TAŞ İSKELE

Deniz diyor ki “ sınırını aşmazsan senin orada durmana müsaade edeceğim.” Taş İskele de diyor ki “tamam. Ben zaten burada mutluyum. Ne gerek var sınırları aşmaya, upuzun olmaya. Belki yıkılıp gideceğim kısa süre sonra. O halde ne gerek var birbirimizi kırmaya”.

FUAT CENK ONAT

10/17/20245 min read

Taşları küçük seçin. Büyük olursa harç tutmaz. Çok uğraşırız sonra.”

“Elleriniz birkaç gün acıyacak, su toplayacak ama sadece birkaç gün. Sonra o yaralar kapanacak, nasır olacak. Nasırın sertliği hoşunuza gitmeyebilir. Ama sonra sonra anlayacaksınız o sert çıkıntıların yararını”

Farklı farklı yaşlarda, çocuklukla gençlik arasında bir yerlerde bir sürü çocuktuk Davut Amcanın bu dediklerini dinlediğimizde, daha doğrusu dinler(!) gibi yaptığımızda. İşten kaytaran da vardı, iş yapıyormuş gibi görünen de. Çabalayan da vardı, birazdan kendimizi bırakacağımız serin maviliğe o an itibariyle dalıp giden de.

Birkaç haftanın sonunda nasıl da sevinmiştik taşıdığımız küçücük çakılların çimento ile hemhal olup bir iskeleye dönüştüğünü gördüğümüzde. Her birimiz için ayrı bir anlamı vardı belki o iskelenin ama ortak bir manaya da sahiptik aynı zamanda.

Hayatlarımızın o ana kadarki ilk ve tek eserini yaratmış , emeğin değerli bir şeye dönüştüğünü ilk kez görmüştük.

Şu anki şartlarda “yaratmak” olarak tanımladığım şey çok abartı gibi gelebilir herkese. Ama o iskele bitip de dalgalarla buluştuğunda ve üzerinde uzaklara baktığımız bir varlığa dönüştüğünde hissettiğimiz şey, belki de başka nasıl tanımlayacağımızı bilemediğimiz için tam olarak buydu.

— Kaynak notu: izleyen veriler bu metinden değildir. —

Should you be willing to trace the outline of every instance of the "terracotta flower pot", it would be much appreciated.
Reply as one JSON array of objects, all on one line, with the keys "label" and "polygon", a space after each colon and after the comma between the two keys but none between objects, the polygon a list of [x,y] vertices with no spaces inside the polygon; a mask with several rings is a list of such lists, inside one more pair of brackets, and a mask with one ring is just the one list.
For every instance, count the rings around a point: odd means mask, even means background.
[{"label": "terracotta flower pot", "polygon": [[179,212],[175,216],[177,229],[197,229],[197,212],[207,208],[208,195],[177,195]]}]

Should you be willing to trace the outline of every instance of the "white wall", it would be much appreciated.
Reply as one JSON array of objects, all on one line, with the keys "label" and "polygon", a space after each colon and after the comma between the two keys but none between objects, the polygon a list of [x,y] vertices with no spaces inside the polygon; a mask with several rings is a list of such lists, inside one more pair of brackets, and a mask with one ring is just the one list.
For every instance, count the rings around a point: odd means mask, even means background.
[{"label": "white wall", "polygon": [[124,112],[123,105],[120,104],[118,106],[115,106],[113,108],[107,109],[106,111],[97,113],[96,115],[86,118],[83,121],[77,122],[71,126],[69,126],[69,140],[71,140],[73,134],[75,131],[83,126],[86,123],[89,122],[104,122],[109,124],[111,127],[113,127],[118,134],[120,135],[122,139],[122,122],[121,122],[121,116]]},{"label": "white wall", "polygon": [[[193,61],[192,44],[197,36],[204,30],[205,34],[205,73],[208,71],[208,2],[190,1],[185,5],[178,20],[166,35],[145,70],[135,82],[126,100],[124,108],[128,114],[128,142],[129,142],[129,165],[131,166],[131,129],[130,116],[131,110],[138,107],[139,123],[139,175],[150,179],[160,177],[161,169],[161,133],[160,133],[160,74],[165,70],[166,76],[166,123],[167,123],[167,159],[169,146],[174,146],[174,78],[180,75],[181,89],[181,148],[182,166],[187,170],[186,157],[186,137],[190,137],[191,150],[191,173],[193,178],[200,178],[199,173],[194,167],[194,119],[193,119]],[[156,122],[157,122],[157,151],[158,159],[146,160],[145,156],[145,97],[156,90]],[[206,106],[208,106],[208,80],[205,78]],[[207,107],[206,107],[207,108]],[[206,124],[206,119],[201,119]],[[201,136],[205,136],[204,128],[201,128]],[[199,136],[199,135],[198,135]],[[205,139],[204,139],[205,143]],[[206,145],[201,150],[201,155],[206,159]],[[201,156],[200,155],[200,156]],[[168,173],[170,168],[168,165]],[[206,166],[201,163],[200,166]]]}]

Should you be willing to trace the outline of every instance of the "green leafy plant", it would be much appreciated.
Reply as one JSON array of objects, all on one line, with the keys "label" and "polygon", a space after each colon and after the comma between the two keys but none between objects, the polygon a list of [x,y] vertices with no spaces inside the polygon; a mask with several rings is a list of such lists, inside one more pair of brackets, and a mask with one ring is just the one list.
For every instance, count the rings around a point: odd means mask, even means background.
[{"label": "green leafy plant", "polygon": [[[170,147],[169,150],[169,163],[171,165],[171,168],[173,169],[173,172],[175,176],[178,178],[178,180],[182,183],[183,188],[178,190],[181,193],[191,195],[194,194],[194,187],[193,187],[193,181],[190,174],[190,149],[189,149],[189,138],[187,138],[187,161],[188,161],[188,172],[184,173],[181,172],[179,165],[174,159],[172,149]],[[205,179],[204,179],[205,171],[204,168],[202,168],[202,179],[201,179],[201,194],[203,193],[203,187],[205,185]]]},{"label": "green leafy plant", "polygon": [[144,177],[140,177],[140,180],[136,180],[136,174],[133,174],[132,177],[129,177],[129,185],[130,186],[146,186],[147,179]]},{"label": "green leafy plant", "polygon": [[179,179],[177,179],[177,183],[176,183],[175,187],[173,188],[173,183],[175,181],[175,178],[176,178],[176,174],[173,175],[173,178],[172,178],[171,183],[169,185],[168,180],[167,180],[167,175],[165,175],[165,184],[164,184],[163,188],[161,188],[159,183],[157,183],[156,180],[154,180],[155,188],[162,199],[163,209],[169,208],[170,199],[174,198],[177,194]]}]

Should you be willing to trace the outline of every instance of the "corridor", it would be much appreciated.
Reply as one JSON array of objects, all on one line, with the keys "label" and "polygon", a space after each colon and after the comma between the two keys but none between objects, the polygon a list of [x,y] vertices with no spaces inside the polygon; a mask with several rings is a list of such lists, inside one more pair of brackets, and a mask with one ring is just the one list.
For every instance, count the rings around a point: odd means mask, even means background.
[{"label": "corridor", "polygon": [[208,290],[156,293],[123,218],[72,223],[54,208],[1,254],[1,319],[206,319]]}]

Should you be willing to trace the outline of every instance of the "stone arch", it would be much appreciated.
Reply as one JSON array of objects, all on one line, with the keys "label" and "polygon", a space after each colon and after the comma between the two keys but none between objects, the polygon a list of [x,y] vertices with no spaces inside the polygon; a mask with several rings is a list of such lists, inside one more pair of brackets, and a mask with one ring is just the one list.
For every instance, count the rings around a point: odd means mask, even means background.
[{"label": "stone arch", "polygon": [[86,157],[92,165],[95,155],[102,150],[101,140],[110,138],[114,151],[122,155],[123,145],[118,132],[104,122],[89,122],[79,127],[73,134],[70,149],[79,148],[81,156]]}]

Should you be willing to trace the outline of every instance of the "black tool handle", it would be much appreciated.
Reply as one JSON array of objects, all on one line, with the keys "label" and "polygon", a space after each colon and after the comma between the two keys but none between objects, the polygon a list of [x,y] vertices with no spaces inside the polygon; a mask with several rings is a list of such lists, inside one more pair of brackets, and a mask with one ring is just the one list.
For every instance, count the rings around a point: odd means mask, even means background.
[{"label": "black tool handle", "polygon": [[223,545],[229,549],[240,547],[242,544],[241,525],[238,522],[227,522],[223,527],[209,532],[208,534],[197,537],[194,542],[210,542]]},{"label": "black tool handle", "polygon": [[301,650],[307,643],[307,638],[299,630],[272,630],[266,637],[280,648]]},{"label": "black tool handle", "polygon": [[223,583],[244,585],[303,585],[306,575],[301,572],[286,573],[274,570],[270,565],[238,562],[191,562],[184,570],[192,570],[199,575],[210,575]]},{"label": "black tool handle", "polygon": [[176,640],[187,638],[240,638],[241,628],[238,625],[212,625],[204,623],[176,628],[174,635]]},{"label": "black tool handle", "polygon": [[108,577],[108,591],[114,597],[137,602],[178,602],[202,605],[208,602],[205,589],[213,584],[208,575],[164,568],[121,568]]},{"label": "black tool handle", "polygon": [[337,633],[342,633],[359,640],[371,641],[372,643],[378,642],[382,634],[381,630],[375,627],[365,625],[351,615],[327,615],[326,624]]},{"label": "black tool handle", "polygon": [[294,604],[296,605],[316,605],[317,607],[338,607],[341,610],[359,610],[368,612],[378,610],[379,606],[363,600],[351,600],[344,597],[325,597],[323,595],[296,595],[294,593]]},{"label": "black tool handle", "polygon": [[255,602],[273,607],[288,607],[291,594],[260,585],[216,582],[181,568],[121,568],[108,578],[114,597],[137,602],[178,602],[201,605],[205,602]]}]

Dalgaların vura vura şeklini değiştirdiği, köşelerini törpülediği, ucunu alıp götürdüğü taş iskeleye bakarken aklıma geldi bunlar.

Bir ara üstleri kapatılmıştı bu ve bunun gibi emektar taş iskelelerin insanlara güneşlenecek yer açmak ve kaldırımı biraz daha genişletmek için. Amaç iyi niyetliydi. Ama iyi niyet, her zaman iyi demek değil ne yazık ki. Özellikle de zamanın ve doğanın ruhuna had aşılarak müdahale edildiğinde. Dalgalar, lodoslarla fısıldaşarak defalarca hatırlattılar bu müdahaleyi ve sınırlarımızı. Kaldırıp attılar o örtüleri.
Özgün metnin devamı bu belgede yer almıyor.